Other putative mechanosensory neurons in the head of S. stercoralis include the four cephalic neurons, which are named the S. stercoralis CEP neurons, and the two anterior deirid neurons, which are named the S. stercoralis ADE neurons (SNeuroFIG 4 and SNeuroFIG 5) (Fine et al., 1997; Patel et al., 2025). The four Sst-CEP neurons each send processes through one of four cephalic sensilla, and the tips of these processes terminate as large, oblong-shaped structures that are flattened on the end abutting the cuticle (SNeuroFIG 4B) (Fine et al., 1997). These neurons innervate the dorsal and ventral lobes of the lips, with dendritic endings that lie in close proximity to those of Sst-OLQ (Fine et al., 1997). Like Cel-ADE, the sensory endings of Sst-ADE contain electron-dense material, which is likely necessary for the mechanosensory function of these neurons (SNeuroFIG 4C-D). The Sst-ADE neurons in iL3s have mushroom-shaped sensory endings that are embedded underneath the alae and above the striated section of the cuticle (SNeuroFIG 4C). In contrast, most of the electron-dense sensory endings of the Cel-ADE neurons in dauers are enclosed in a cuticular truss, with only a small nubbin sent into the alae (SNeuroFIG 4D; see also DNeuroFIG 7); neither cuticular trusses nor nubbins have been detected in S. stercoralis iL3s (SNeuroFIG 4C-D). The functional significance of these differences remains unclear. A recent study showed that the Sst-CEP neurons, the Sst-ADE neurons, and/or the S. stercoralis posterior deirid neurons (Sst-PDE) are necessary for the behaviors performed by infective larvae during skin penetration (Patel et al., 2025). When S. stercoralis iL3s are placed on skin, they repeatedly push down on skin with their heads, crawl on the skin, puncture the skin, and burrow into the skin until penetration is complete. Silencing the Sst-CEP, Sst-ADE, and Sst-PDE neurons using the histamine-gated chloride channel HisCl1 causes a reduction in pushing behavior and puncture attempts and ultimately inhibits skin penetration (Patel et al., 2025). These neurons are likely dopaminergic, similar to their C. elegans homologs, and act via conserved dopamine signaling pathways to drive skin penetration (Patel et al., 2025). Further studies will elucidate the downstream neural circuits that mediate the effect of the S. stercoralis dopaminergic neurons on skin penetration.
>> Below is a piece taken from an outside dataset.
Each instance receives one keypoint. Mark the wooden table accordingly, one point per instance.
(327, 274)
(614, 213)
Because of the largely conserved sensory neuroanatomy between S. stercoralis and C. elegans (Ashton et al., 1995; Ashton and Schad, 1996; Banerjee et al., 2025; Bryant et al., 2022; Fine et al., 1997; Patel et al., 2025; Schafer, 2016), it is presumed that S. stercoralis also has homologs of C. elegans mechanosensory neurons that are not mentioned above. Indeed, a neuron that resembles the gentle touch receptor neuron Cel-ALM (Chalfie and Sulston, 1981; Chalfie et al., 1985) has been detected in S. stercoralis (SNeuroFIG 6). However, additional homologous neurons, as well as the mechanosensory behaviors that these neurons mediate in S. stercoralis, are as-yet unknown.
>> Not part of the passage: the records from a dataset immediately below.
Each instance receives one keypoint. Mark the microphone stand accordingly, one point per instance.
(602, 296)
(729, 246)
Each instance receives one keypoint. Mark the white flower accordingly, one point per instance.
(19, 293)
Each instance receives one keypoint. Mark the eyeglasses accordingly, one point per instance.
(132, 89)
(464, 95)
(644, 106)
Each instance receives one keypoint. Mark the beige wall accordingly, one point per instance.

SNeuroFIG 6: Putative touch receptor neurons have been detected in S. stercoralis. Transmission electron micrograph shows the detection of the putative Sst-ALM neuron. Similar to the Ce-ALM neuron processes, the Sst-ALM processes are located medial to the subdorsal body-wall muscle and are enriched in microtubules. Negative: Sste_GAS_198.1_018714. (Image source: N. Schroeder; images originally acquired by G. Schad.)
2.4.2 Nociception
Nociceptive responses of S. stercoralis iL3s to two stimuli have been reported thus far: high concentrations of sodium chloride (NaCl) and acute increases in the concentration of ambient carbon dioxide (CO2) (Banerjee et al., 2025; Castelletto et al., 2014; Forbes et al., 2003; Forbes et al., 2004; Ruiz et al., 2017). S. stercoralis iL3s are repelled by high concentrations of NaCl (~2.85 M NaCl), and this repulsion is dependent on the Sst-ASH neurons (Forbes et al., 2003; Forbes et al., 2004). Notably, the Sst-ASH neurons are only required for migration away from high concentrations of NaCl but are dispensable for migration toward preferred NaCl concentrations (Forbes et al., 2004). The S. stercoralis ASH neurons are part of the amphid sensilla, the morphology of which is described in detail below.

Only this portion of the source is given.